Un pesto “gentile”, nelle sue espressioni di colore e di gusto. Molto fluido e delicato, tanto che per un attimo azzardiamo l’utilizzo, breve, di prescinseua. Non è così, ci rivela chef Alessandro Busi che ne è l’autore e ottiene la vaporosità montando leggermente il pesto. Un pesto che può essere discusso dagli esegeti ma che è buono e “vendibile”. Di stagione la scelta di abbinare le sole patate senza i tradizionali fagiolini.

Voto 7,5

 

Viriamo su un piatto che non smette mai di incuriosirci ogni volta che lo incontriamo. Il cappon magro. meno rivisitato possibile e meglio è, ci prende il gusto e non possiamo esimerci.

 

Un cappon magro semiclassico, finemente impreziosito da un refolo di autentica focaccia ligure, è la nostra scelta obbligata per completare il ciclo d’ascolto della tradizione genovese letta con l’occhio di chi guarda da “fuori”.

ostaia de banchi

 

Gusti equilibrati, mano leggera nella determinazione degli incastri di gusto.
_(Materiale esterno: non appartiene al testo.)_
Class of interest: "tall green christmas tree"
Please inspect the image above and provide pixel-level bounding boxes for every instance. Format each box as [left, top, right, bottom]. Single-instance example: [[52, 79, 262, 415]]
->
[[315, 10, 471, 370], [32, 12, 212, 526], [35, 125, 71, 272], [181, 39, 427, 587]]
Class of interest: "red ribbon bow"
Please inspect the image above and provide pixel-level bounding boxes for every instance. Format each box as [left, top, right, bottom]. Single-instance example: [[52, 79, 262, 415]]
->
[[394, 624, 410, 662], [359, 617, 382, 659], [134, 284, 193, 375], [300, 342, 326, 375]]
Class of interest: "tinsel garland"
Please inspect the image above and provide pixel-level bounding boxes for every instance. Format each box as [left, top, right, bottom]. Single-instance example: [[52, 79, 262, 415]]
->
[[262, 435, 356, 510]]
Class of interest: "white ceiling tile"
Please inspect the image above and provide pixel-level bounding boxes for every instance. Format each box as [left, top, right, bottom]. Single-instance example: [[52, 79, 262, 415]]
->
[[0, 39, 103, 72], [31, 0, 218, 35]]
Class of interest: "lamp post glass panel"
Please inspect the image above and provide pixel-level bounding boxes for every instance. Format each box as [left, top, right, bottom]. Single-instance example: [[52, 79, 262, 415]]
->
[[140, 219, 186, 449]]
Tessitura non complicata nella stratificazione. Un cappon magro godibile al limite della ruffianeria: che piace sapendo di piacere…

Voto 7,5( morbido come una nuvola).

 

Al momento del dessert vince la curiosità di (ri) assaggiare il Prescinsù, che è una creazione delle cucine dell’Ostaia de banchi e che coniuga la tradizione vera di uno dei dolci italiani più affermati alla dolci spigolosità del gusto di un prodotto genovese per eccellenza come la prescinseua.

ostaia de banchi

Un tiramisù concepito per ospitare la prescinseua che. invitata, si porge come discreta ballerina di seconda fila, ma finisce per catturare le attenzioni del pubblico. Alla fine anche il dolce finale conferma di come i ragazzi di Banchi sanno bene miscelare gusti a prima vista contrastanti, complessi e compressi. C’è esplosione di sapori  e di equilibri ad ogni cucchiaiata.

Voto 8

 

L’ostaia de Banchi è un locale antico, in vico De Negri proprio nella zona di Banchi. Antico ma che si rinnova con classe. Il servizio è ottimamente curato, la struttura è gestita con attenzione e gli arredi, particolari in certe manifestazioni ( stadere appese nel vuoto e citazioni a gesso sui muri di lavagna). Il tutto concorre ad una piacevole esperienza di gusti genovesi, e non solo, ad un prezzo corretto. Di sapori nitidi il Coronata che abbiamo scelto in sostituzione di un Albarola che, al momento, non era pervenuto.